Although the majority of OT-II+CD4+ T cells were deleted in the thymus of RIP-Ova OT-II WT and fyn-/- mice, some TCR transgenic CD4+ T cells escaped negative selection and could be identified in the periphery, albeit in low numbers (Figure 3). In RIP-Ova OT-II WT mice and RIP-Ova OT-II fyn-/- mice, the total number of splenocytes was reduced when compared to their non-Ova expressing OT-II TCR transgenic counterparts (Figure 3A), largely due to a reduction in the number of splenic OT-II+CD4+ T cells (Figure 3B). The loss of Vα2+CD4+ T cells was similar in both RIP-Ova OT-II WT mice and RIP-Ova OT-II fyn-/- mice (Figure 3B). Peripheral CD4+ T cells from both RIP-Ova OT-II WT mice and RIP-Ova OT-II fyn-/- mice had phenotypic changes that were consistent with down-regulation of the TCR signal, including the reduced expression of Vα2 and Vβ5 and increased expression of CD5 on Vα2+CD4+ T cells similar to that observed in the thymus (Figure 1 and data not shown). In addition, the early activation marker, CD69, was expressed by less than 10% of the OT-II+CD4+ T cells from RIP-Ova OT-II WT mice or from RIP-Ova OT-II fyn-/- mice (data not shown). The similarity in the expression of the cell surface molecules examined on Vα2+CD4+ T cells from RIP-Ova OT-II WT and fyn-/- mice indicates that a Fyn-deficiency did not have a discernible effect on the phenotype of these cells, and suggests that the response of OT-II+CD4+ T cells following recognition of Ovap323-339/MHC-II complexes was not significantly altered in the absence of Fyn kinase. Moreover, the low level of expression of CD69 on OT-II+CD4+ T cells in the RIP-Ova OT-II mice despite the continued presence of antigen in the periphery suggests that there was not an ongoing immune response to Ova in either WT or fyn-/- mice.

Figure 3
Fyn-deficiency does not alter the frequency of antigen-specific Treg in the periphery in RIP-Ova OT-II mice, or the suppressive function of non-transgenic Treg

High frequency of peripheral TCR transgenic Foxp3+ regulatory CD4+ T cells in RIP-Ova OT-II mice

Expression of the RIP-Ova transgene led to a large increase in the frequency and absolute number of Foxp3+OT-II+ T cells, and there was no evidence of an effect of a Fyn-deficiency on the increase in the frequency or number of these Treg (Figure 3C and mean number of splenic Foxp3+OT-II+CD4+ T cells ± SD: 10.5 ± 3.7 × 106, n=4 RIP-Ova OT-II WT mice and 12.9 ± 6.0 SD × 106 n=4 RIP-Ova OT-II fyn-/- mice, student T test p = 0.5).
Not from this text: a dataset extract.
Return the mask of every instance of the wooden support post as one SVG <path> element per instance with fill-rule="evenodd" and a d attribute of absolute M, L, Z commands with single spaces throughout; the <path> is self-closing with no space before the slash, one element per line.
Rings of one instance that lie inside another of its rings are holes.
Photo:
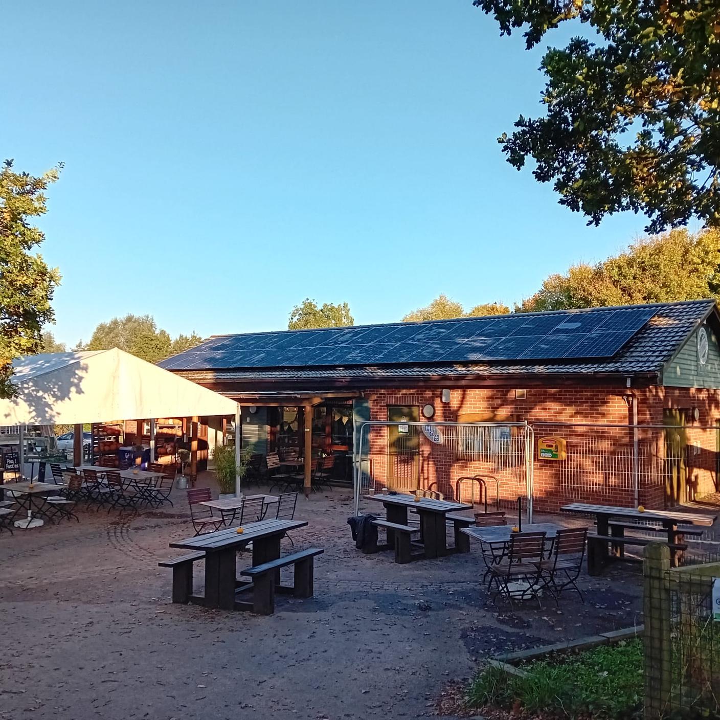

In contrast, the numbers were significantly different between OT-II WT mice and RIP-Ova OT-II WT mice or between OT-II fyn-/- mice and RIP-Ova OT-II fyn-/- mice (Figure 3C. Mean number of splenic Foxp3+OT-II+CD4+ T cells ± SD: 1.4 ± 0.6 × 106 n=6 OT-II WT mice and 2.2 ± 1.5 × 106 n=6 OT-II fyn-/- mice. Student T test p values = 0.0008 or 0.006 when comparing RIP-Ova OT-II WT and OT-II WT, or RIP-Ova OT-II fyn-/- and OT-II fyn-/- mice, respectively). In addition, there were no significant differences in the numbers of splenic Foxp3+CD4+ T cells between WT and fyn-/- mice (Mean number of splenic Foxp3+CD4+ T cells ± SD: 7.1 ± 0.8 × 106 cells n=4 WT mice and 10.8 ± 2.6 × 106 cells n=4 fyn-/- mice; student T test p=0.1. Figure 3D). These data suggest that many of the OT-II+ thymocytes in RIP-Ova OT-II WT mice and in RIP-Ova OT-II fyn-/- mice develop into Treg and are exported to the periphery as Foxp3+ Treg, and that this process is little affected by the expression of Fyn.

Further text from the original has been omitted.